For the two brothers, when we were faced with no black-and-white answer in the Bible as to what happens when children die, we followed the breadcrumbs through the character of God, the Jewish concept of the age of accountability and David’s lament for his dead child in 2 Samuel 12:21-23.

As for the older brother, we pulled about his friends’ claims by explaining God’s general revelation in nature (Psalm 19:1-4, Romans 1:20), the four Gospel writers as accurate witnesses, the writings of Josephus and Tacitus, as well as exploring the motivations behind Christ’s disciples to continue to proclaim him Lord even though they were tortured, beheaded or crucified.

At the end of the 20-minute study, both brothers were clearly reassured. I thought that was the end of my little experiment but the Lord had other plans. With the youth leaders away for the next two weeks, I volunteered to run a proper apologetic teenage Bible study again, with no preparation, that this time lasted a full hour and attracted six sharp-minded teenagers.

The rules were simple: ask whatever question you want and we’ll try to find the answer in the Bible.
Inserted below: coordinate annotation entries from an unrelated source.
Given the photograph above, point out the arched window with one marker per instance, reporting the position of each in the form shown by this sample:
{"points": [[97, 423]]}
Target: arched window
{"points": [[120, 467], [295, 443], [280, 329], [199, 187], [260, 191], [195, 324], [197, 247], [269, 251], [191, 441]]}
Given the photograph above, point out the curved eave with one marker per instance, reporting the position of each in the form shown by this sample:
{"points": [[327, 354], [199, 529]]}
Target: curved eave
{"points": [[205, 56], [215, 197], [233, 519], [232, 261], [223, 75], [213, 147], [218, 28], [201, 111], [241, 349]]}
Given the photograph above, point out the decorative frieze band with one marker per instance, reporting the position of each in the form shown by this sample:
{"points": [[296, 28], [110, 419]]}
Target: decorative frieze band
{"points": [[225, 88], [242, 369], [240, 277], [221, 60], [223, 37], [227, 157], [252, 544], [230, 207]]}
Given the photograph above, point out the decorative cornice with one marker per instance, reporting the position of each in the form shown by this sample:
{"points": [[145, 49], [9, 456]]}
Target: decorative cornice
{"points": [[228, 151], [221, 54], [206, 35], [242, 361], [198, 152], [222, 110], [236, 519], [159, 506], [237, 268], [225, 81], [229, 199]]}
If we can’t, then we’ll go away and research it.

Again, the teenagers didn’t hold back. “Why does a loving God allow suffering?” “How can God send people to hell even if they’ve never heard of him?” “If God created Satan, then doesn’t that mean that God created evil?”

There was also an old atheist trap of logic, albeit with a different sheep’s clothing. “If God is all powerful, then can he make a chilli that’s so hot that even he can’t eat it?”

There were a few light-hearted ones: “If you fell off a building when Jesus returns at the Second Coming, will you keep falling?” and “Did Adam and Eve go through puberty?” (to which I suggested that God left a copy of Where Do I Come From? somewhere behind a tree in Eden).

For a bit of fun, I even threw in my own question: “Did Adam and Eve have bellybuttons?” This lit up the group because they’d never thought about it before but, using logic, humour and Genesis, they came to the consensus: no, because neither Adam nor Eve were formed in utero.

For each 60-minute session, the entire group was fully engaged and answering each other’s questions with Bible passages. Teenagers I’d witnessed say virtually nothing in normal Bible studies were suddenly animated and vocal about their faith.

There were no chips, no chocolates nor any other bribe. They had a different kind of hunger: a safe place to have their greatest questions answered without condemnation or fear that their entire faith would collapse because of a single question. Alice had gone down the rabbit hole and found the ageless and simple truth: God still is God.

Now, teenage apologetics can never replace the weekly Bible studies, or – just as importantly – relationships with other Christians, but modern churches need to cater for inquiring minds and the combative culture young adults live in.

Atheists, whether in the media, in front of a whiteboard or even the playground, never play fair. Their goal is to ridicule not to engage, and we must build up our young Christians in the open safety of our churches and family homes first, to help them respond with fair, intelligent and proper responses.

Only then will the smug, purring Cheshire cats of secularism fade into insignificance.